Hunting in O365 logs

Cloud is great, but sometimes making sense of the logs can be a pain. If you’re struggling with O365 logs, then this document could be really useful.

GCHQ data collection violated human rights, Strasbourg court rules

GCHQ’s methods in carrying out bulk interception of online communications violated privacy and failed to provide sufficient surveillance safeguards, the European court of human rights has ruled in a test case judgment.

But the Strasbourg court found that GCHQ’s regime for sharing sensitive digital intelligence with foreign governments was not illegal.

It is the first major challenge to the legality of UK intelligence agencies intercepting private communications in bulk, following Edward Snowden’s whistleblowing revelations.

A Mega hack!

Cloud storage service has announced that users that installed their Chrome browser extension may have had their passwords compromised. A malicious version of the browser extension was uploaded to the Chrome web store to gain access to user’s logins to Amazon, Microsoft, Github, and Google.

The Effectiveness of Publicly Shaming Bad Security

Is publicly shaming a company a good idea? Personally, I’ve tended to steer away from it - I don’t feel like it’s a very constructive approach.

But when there’s data to prove otherwise (albeit we aren’t talking in the scientific sense), then one may need to reconsider. There are ample examples of companies that have fixed their security issues after being publicly shamed - as my favourite blogger from down under, Troy Hunt shares in his blog post.
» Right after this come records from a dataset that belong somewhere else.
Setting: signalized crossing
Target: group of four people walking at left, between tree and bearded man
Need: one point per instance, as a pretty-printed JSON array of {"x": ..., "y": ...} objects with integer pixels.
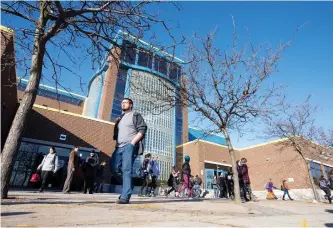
[{"x": 92, "y": 170}]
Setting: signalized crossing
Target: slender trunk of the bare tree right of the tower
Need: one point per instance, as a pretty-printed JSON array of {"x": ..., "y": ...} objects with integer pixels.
[{"x": 234, "y": 166}]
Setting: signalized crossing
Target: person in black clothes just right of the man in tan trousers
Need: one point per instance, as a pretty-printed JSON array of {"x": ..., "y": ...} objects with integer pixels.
[{"x": 90, "y": 166}]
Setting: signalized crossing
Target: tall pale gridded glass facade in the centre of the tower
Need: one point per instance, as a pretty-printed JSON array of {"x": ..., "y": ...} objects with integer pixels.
[{"x": 159, "y": 116}]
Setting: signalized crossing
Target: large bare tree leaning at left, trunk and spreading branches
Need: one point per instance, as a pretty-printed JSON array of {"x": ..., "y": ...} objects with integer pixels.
[{"x": 50, "y": 27}]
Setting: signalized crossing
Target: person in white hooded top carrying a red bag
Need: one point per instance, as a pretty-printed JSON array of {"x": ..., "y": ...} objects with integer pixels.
[{"x": 49, "y": 166}]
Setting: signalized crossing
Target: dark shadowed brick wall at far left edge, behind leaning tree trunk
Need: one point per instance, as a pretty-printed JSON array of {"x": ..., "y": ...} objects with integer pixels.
[{"x": 8, "y": 82}]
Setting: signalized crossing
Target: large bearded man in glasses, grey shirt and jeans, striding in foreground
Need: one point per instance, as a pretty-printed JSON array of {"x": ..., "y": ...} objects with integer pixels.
[{"x": 129, "y": 131}]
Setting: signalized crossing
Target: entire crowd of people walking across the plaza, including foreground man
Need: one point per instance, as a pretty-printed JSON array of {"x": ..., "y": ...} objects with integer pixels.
[{"x": 129, "y": 133}]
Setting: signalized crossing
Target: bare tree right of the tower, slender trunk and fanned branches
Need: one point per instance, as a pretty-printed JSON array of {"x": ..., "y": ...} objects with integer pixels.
[{"x": 226, "y": 88}]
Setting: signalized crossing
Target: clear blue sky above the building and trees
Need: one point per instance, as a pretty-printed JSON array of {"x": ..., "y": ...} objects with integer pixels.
[{"x": 306, "y": 68}]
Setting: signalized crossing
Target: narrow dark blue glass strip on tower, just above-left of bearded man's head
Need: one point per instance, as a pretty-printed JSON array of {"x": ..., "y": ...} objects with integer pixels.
[{"x": 119, "y": 94}]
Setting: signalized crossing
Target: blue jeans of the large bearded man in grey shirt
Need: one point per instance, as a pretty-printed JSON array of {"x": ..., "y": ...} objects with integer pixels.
[{"x": 122, "y": 161}]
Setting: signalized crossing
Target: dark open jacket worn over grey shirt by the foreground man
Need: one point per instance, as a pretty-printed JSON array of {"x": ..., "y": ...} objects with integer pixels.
[{"x": 140, "y": 126}]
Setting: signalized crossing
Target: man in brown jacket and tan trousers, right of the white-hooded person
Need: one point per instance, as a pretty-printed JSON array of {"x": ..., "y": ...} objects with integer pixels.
[{"x": 73, "y": 165}]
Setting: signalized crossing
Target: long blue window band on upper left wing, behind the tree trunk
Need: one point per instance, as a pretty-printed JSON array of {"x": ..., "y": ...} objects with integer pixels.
[{"x": 43, "y": 92}]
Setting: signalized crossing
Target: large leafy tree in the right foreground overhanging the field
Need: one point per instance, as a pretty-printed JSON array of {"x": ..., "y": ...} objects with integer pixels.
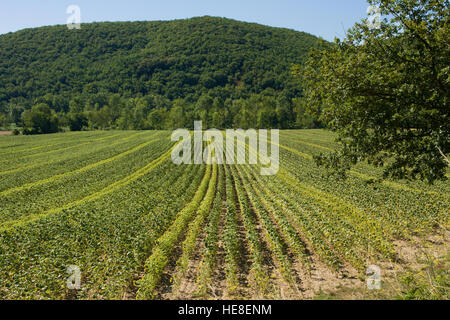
[{"x": 385, "y": 90}]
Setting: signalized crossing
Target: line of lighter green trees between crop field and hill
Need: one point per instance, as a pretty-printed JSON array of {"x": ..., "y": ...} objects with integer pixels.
[{"x": 140, "y": 113}]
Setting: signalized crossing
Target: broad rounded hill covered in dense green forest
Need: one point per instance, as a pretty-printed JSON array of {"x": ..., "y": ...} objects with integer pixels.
[{"x": 209, "y": 61}]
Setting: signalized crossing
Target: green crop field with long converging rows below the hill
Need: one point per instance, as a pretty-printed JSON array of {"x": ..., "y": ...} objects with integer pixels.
[{"x": 138, "y": 226}]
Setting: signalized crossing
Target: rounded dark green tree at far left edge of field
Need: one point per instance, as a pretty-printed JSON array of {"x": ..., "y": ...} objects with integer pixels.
[{"x": 40, "y": 119}]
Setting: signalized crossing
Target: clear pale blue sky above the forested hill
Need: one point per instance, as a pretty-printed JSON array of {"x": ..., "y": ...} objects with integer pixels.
[{"x": 325, "y": 18}]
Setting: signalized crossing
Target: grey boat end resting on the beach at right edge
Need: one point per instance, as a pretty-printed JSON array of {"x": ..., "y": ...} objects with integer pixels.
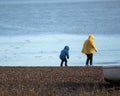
[{"x": 112, "y": 74}]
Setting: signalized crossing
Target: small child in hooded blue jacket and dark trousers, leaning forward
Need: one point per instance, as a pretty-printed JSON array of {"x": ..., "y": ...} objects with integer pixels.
[{"x": 64, "y": 55}]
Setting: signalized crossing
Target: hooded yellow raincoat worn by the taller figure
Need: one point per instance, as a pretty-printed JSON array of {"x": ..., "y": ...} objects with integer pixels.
[{"x": 89, "y": 46}]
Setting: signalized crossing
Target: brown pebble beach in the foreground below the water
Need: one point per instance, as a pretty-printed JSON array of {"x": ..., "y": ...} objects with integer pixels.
[{"x": 56, "y": 81}]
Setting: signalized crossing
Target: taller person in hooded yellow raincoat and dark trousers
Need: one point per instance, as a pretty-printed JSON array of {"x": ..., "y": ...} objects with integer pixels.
[{"x": 89, "y": 48}]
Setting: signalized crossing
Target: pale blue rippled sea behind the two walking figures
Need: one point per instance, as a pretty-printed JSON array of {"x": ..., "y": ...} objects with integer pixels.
[{"x": 33, "y": 34}]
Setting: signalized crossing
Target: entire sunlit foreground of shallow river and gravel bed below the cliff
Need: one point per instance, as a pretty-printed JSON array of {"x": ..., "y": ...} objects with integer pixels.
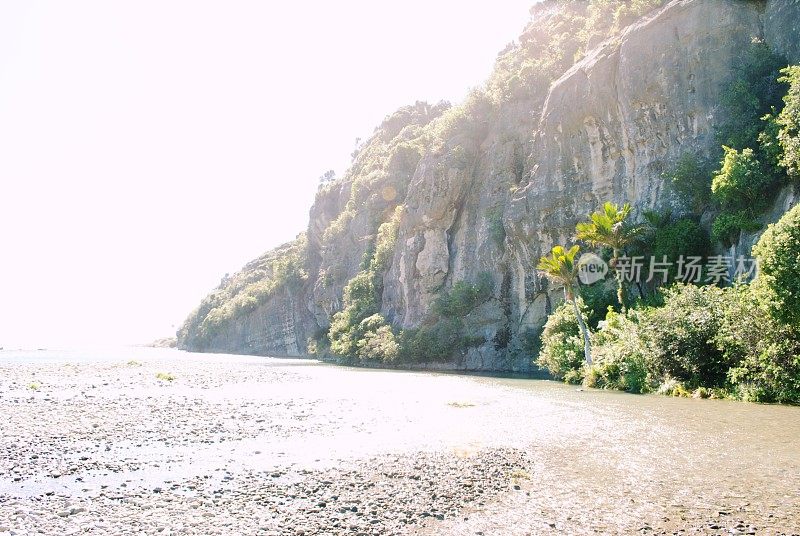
[{"x": 470, "y": 454}]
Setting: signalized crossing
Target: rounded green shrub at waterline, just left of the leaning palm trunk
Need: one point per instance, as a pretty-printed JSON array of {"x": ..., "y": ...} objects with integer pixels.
[{"x": 562, "y": 345}]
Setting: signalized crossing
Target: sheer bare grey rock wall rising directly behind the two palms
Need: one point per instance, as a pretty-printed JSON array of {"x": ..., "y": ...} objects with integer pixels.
[{"x": 618, "y": 119}]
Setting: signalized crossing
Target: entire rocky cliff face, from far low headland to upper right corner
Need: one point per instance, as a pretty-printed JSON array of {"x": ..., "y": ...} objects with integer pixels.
[{"x": 491, "y": 185}]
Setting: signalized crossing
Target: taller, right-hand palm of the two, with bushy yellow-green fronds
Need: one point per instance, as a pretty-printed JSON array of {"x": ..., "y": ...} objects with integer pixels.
[{"x": 610, "y": 228}]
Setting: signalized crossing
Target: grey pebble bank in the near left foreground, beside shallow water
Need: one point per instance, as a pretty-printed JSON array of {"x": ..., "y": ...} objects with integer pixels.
[{"x": 386, "y": 495}]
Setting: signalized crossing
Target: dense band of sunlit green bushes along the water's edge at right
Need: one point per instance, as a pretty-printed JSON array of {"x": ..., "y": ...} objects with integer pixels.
[{"x": 740, "y": 342}]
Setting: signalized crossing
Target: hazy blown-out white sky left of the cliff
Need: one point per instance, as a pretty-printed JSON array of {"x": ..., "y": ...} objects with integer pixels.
[{"x": 148, "y": 147}]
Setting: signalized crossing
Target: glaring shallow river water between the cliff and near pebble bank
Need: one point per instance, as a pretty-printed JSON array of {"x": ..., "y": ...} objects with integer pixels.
[{"x": 652, "y": 453}]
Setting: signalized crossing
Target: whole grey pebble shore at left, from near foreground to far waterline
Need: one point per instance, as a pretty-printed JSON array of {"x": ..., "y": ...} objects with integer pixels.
[{"x": 108, "y": 448}]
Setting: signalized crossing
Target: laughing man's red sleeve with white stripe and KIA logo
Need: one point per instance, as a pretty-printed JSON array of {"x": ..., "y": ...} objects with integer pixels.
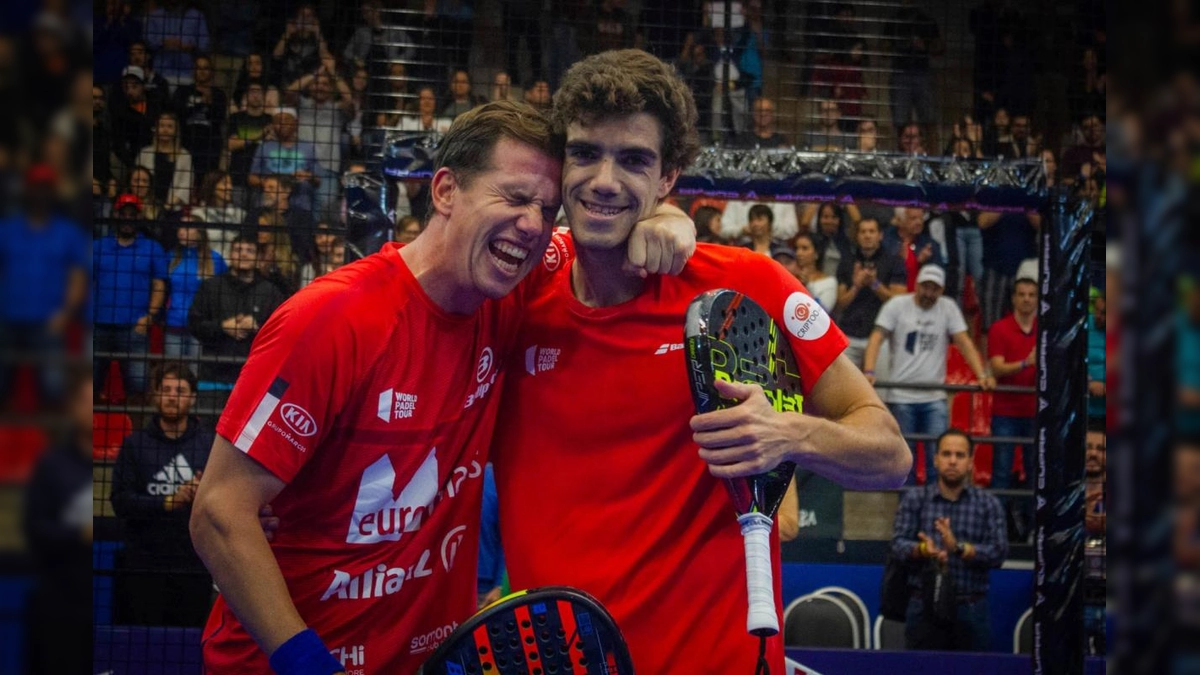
[{"x": 297, "y": 380}]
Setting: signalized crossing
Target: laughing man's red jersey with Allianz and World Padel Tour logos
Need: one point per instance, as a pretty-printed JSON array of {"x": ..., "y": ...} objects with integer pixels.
[{"x": 377, "y": 410}]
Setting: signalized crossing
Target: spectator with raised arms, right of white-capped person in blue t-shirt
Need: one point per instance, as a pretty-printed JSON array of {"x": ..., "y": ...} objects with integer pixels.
[{"x": 323, "y": 112}]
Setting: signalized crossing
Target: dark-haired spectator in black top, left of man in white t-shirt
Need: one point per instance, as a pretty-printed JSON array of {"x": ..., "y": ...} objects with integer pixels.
[{"x": 866, "y": 280}]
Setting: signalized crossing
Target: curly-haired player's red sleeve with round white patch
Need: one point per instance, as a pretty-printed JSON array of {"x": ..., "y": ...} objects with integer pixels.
[{"x": 814, "y": 337}]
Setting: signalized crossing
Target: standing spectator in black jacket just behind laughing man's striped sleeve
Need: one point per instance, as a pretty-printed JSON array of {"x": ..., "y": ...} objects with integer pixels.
[{"x": 227, "y": 314}]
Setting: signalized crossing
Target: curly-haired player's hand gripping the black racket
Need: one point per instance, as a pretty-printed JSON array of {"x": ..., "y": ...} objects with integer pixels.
[{"x": 748, "y": 439}]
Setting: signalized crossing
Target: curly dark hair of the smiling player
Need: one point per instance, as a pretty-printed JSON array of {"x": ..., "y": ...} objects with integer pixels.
[{"x": 626, "y": 82}]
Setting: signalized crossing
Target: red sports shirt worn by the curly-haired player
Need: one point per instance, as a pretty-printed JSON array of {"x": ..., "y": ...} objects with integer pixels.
[{"x": 599, "y": 480}]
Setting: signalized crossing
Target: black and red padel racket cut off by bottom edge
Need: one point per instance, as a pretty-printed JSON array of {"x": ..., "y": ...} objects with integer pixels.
[{"x": 554, "y": 630}]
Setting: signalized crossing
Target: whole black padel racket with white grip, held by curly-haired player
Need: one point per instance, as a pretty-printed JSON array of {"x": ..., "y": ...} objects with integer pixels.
[{"x": 730, "y": 337}]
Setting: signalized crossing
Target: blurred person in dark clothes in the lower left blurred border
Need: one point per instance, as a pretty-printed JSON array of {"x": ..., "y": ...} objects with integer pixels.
[{"x": 57, "y": 523}]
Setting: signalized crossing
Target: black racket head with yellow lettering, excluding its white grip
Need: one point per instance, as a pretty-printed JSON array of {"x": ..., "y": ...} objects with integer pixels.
[{"x": 730, "y": 337}]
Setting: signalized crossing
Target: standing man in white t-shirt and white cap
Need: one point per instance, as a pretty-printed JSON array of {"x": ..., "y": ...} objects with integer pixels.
[{"x": 919, "y": 328}]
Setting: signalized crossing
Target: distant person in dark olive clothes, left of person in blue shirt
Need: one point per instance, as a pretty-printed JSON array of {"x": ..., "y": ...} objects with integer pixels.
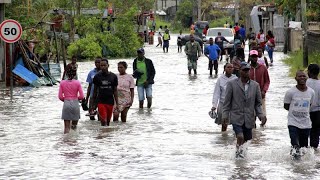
[{"x": 193, "y": 52}]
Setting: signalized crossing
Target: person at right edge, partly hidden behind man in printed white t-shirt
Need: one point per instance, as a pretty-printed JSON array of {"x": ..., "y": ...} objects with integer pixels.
[{"x": 314, "y": 83}]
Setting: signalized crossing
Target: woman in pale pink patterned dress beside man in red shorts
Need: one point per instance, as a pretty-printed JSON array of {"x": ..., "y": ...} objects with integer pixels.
[{"x": 125, "y": 92}]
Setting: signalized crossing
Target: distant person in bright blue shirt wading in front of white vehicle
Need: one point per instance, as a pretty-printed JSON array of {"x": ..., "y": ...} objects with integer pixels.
[{"x": 213, "y": 52}]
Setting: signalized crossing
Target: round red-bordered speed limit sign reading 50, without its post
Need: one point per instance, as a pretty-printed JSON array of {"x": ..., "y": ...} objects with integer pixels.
[{"x": 10, "y": 31}]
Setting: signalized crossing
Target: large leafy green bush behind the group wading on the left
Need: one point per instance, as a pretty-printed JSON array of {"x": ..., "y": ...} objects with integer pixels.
[{"x": 120, "y": 41}]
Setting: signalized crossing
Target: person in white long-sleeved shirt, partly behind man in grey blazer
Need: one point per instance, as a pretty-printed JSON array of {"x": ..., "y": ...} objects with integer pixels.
[{"x": 220, "y": 92}]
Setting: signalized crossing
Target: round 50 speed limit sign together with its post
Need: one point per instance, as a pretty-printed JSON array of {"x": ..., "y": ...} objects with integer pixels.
[{"x": 10, "y": 32}]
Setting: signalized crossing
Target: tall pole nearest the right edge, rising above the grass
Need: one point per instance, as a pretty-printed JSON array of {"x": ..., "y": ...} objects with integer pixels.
[{"x": 304, "y": 32}]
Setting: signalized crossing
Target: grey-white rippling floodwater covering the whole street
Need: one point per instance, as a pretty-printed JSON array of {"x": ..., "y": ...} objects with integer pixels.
[{"x": 176, "y": 139}]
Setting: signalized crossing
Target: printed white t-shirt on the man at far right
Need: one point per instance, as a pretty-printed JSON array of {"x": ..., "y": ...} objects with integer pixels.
[{"x": 299, "y": 109}]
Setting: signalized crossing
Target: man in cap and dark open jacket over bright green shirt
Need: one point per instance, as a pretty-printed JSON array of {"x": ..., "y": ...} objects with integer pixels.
[{"x": 144, "y": 72}]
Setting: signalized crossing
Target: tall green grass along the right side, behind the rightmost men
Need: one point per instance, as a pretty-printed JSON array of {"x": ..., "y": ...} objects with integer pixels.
[{"x": 295, "y": 61}]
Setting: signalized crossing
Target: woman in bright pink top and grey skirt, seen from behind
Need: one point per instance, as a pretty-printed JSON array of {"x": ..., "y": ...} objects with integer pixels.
[{"x": 70, "y": 92}]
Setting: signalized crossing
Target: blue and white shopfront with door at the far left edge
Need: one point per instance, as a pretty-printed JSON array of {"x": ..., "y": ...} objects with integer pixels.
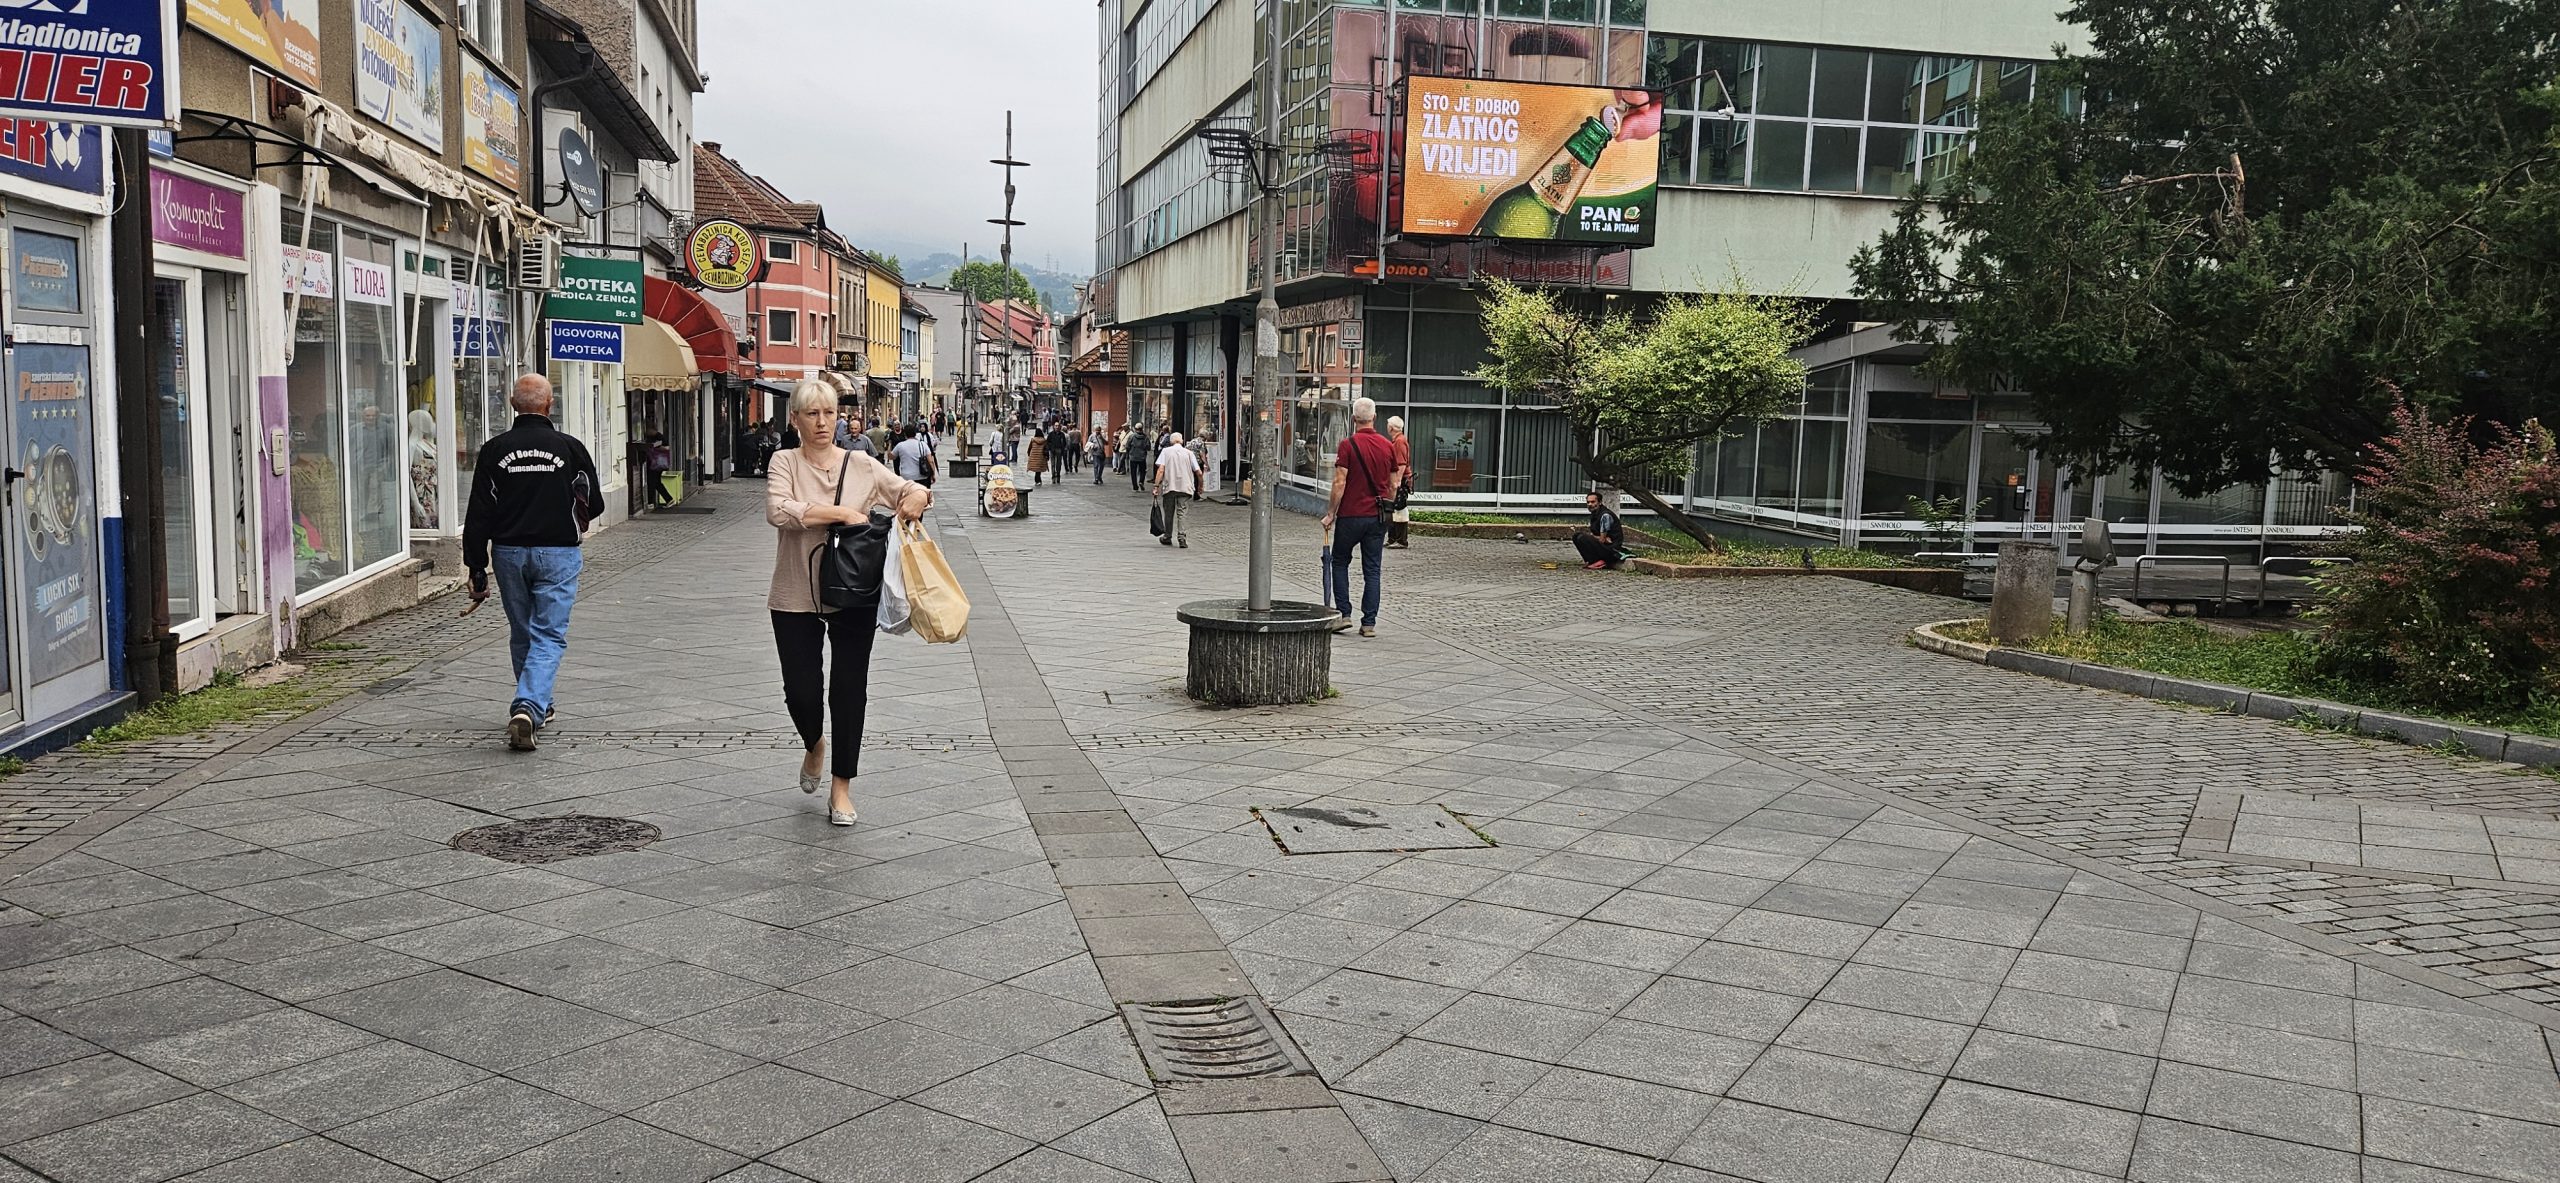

These are all good examples, but it’s not too far away from digital pitchforks and mobs going after institutes over a simple misunderstanding.

On the topic of shaming, I would recommend the book, “So, you’ve been publicly shamed” by Jon Ronson.

FDA to Ramp Up Medical Device Cybersecurity Scrutiny

The Food and Drug Administration should increase its scrutiny of the cybersecurity of networked medical devices before they're approved to be marketed, a new government watchdog agency report says. FDA says it will carry out the report's recommendations.

The Department of Health and Human Services' Office of Inspector General's report recommends that FDA better integrate the review of cybersecurity in the agency's processes for premarket assessments of medical devices.

About time!

Hacking Tesla’s keyless entry

With about $600 worth of equipment, it is possible to wirelessly read signals from a nearby Tesla owner’s fob. Less than two seconds of computation yields the fob’s cryptographic key, allowing the theft of the associated car without a trace.